The scaling insight (from user)

Leo reviews 8-12 agents directly. At scale, you spin up Leo instances or promote coordinators. This IS hierarchical Markov blanket nesting:

Organism level:    Meta-Leo (coordinates Leo instances)
Organ level:       Leo-Entertainment, Leo-Finance, Leo-Health, Leo-Alignment
Tissue level:      Clay, [future ent agents] | Rio, [future fin agents] | ...
Cell level:        Individual claim extractions, source processing

Each coordinator maintains a blanket boundary for its group. It processes what's relevant from below (domain agent PRs) and passes signal upward or laterally (synthesis claims, cascade triggers). Agents inside a blanket don't need to see everything outside it.

What this means for information architecture

The right question is NOT "how does every agent see every claim." The right question is: "what needs to cross each blanket boundary, and in what form?"

Current boundary crossings:

  1. Claim → merge (agent output crosses into shared knowledge): Working. PRs are the mechanism.
  2. Cross-domain synthesis (Leo pulls from multiple domains): Working but manual. Leo reads all domains.
  3. Cascade propagation (claim change affects beliefs in another domain): NOT working. No automated dependency tracking.
  4. Task routing (coordinator assigns work to agents): Working but manual. Leo messages individually.

The cascade problem is the critical one. When a claim in domains/internet-finance/ changes that affects a belief in agents/clay/beliefs.md, that signal needs to cross the blanket boundary. Currently it doesn't — unless Leo manually notices.

Design principles (emerging)

  1. Optimize boundary crossings, not internal processing. Each agent should process its own domain efficiently. The architecture work is about what crosses boundaries and how.

  2. Structured depends_on is the boundary interface. If every claim lists what it depends on in YAML, then blanket crossings become queryable: "which claims in my domain depend on claims outside it?" That's the sensory surface.

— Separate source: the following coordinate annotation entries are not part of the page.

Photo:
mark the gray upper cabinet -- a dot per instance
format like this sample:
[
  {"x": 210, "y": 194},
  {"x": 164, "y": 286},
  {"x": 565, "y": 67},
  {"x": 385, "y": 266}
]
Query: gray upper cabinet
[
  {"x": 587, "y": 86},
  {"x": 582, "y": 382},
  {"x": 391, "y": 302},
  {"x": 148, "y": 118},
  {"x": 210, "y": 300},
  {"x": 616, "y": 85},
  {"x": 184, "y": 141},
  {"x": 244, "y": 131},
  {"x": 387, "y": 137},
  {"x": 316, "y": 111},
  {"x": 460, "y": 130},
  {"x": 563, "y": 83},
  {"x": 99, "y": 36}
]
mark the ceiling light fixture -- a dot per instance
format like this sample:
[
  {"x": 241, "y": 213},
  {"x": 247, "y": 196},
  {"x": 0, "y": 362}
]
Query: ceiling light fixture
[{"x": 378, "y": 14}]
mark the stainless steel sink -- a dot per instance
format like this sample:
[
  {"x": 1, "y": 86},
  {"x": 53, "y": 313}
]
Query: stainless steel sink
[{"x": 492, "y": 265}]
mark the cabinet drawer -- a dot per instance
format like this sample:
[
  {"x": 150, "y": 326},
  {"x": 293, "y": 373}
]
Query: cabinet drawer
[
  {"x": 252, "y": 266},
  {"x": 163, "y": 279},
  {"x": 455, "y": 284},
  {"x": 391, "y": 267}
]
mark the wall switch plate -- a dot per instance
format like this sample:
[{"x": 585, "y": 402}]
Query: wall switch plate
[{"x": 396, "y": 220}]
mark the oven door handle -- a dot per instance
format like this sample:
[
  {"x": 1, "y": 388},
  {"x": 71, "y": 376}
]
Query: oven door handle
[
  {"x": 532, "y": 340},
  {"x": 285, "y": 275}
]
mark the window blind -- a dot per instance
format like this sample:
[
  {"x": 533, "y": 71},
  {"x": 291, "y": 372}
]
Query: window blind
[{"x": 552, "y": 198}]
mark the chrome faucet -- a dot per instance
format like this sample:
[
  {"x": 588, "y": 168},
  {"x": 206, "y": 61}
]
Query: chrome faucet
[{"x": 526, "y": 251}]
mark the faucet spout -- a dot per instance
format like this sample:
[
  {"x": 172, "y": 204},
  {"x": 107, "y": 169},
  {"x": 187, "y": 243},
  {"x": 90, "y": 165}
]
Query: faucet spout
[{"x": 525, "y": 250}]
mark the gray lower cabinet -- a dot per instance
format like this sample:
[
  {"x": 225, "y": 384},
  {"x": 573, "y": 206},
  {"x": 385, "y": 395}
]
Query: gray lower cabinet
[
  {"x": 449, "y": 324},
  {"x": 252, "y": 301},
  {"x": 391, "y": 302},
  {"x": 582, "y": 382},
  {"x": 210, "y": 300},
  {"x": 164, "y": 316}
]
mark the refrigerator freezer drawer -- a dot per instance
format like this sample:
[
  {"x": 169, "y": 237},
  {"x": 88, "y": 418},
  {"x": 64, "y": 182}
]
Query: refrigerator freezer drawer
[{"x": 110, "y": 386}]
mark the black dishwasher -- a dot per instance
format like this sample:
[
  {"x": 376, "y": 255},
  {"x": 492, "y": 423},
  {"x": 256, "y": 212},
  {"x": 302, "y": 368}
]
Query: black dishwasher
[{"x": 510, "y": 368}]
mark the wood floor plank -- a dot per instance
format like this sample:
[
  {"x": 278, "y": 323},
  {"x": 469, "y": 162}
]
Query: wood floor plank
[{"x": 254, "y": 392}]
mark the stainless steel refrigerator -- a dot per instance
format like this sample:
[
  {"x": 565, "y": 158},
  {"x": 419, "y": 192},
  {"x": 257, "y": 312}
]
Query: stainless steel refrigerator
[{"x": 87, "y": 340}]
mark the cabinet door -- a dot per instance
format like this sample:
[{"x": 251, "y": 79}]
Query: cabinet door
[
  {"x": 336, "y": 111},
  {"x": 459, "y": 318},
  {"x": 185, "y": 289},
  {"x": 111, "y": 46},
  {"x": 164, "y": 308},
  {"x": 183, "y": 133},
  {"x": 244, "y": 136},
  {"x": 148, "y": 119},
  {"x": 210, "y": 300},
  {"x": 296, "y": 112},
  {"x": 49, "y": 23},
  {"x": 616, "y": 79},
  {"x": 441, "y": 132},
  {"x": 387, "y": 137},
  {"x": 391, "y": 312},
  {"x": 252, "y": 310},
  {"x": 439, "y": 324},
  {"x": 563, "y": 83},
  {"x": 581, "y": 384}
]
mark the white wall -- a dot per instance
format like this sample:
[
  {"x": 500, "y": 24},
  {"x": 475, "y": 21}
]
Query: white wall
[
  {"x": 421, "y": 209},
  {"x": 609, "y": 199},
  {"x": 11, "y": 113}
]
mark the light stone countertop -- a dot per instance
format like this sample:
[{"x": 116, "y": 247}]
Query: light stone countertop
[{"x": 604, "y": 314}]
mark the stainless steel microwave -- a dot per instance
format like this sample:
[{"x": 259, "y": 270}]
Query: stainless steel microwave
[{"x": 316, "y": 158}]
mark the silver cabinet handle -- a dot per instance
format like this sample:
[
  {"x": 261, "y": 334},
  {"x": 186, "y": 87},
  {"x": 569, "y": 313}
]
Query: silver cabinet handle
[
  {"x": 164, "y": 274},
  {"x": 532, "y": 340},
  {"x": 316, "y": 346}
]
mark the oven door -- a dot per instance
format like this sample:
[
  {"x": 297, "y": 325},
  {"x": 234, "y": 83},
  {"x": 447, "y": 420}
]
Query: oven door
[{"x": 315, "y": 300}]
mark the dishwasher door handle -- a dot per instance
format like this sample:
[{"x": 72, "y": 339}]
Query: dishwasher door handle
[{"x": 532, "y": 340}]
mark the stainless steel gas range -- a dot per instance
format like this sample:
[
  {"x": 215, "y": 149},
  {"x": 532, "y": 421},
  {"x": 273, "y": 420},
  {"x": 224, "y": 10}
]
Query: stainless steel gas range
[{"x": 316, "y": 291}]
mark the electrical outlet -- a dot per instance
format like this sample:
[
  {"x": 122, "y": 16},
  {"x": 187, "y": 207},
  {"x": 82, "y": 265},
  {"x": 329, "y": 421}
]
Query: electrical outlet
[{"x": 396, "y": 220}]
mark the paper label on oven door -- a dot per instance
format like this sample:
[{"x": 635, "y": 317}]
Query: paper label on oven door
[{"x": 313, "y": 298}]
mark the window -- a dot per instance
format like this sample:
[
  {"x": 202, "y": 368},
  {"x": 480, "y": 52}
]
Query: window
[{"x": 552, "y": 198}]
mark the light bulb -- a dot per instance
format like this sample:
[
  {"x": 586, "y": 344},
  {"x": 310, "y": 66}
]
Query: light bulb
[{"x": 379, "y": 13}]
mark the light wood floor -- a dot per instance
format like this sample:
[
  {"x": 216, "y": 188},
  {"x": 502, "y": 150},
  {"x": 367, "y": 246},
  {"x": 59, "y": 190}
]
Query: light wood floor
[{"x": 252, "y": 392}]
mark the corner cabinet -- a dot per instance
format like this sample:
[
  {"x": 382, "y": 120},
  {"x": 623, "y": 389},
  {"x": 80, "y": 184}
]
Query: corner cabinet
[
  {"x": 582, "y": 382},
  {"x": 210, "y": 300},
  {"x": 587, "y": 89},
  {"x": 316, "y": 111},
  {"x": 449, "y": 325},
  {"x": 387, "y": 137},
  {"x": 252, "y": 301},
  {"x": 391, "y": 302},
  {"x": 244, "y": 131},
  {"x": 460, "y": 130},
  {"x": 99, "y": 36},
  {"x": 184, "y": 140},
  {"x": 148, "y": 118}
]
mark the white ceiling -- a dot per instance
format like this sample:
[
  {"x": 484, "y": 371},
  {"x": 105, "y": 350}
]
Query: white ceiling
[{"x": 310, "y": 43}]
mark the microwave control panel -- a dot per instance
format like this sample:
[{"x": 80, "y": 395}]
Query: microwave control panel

  3. Coordinators should batch, not relay. Leo shouldn't forward every claim change to every agent. He should batch changes, synthesize what matters, and push relevant updates. This is free energy minimization — minimizing surprise at the boundary.

  4. Automated validation is internal housekeeping, not boundary work. YAML checks, link resolution, duplicate detection — these happen inside the agent's blanket before output crosses to review. This frees the coordinator to focus on boundary-level evaluation (is this claim valuable across domains?).

  5. The review bottleneck is a blanket permeability problem. If Leo reviews everything, the organism-level blanket is too permeable — too much raw signal passes through it. Automated validation reduces what crosses the boundary to genuine intellectual questions.

→ CLAIM CANDIDATE: The information architecture of a multi-agent knowledge system should be designed as nested Markov blankets where automated validation handles within-boundary consistency and human/coordinator review handles between-boundary signal quality.

→ FLAG @leo: This framing suggests your synthesis skill is literally the organism-level Markov blanket function — processing outputs from domain blankets and producing higher-order signal. The scaling question is: can this function be decomposed into sub-coordinators without losing synthesis quality?

→ QUESTION: Is there a minimum viable blanket size? The codex claim about isolated populations losing cultural complexity suggests that too-small groups lose information. Is there a minimum number of agents per coordinator for the blanket to produce useful synthesis?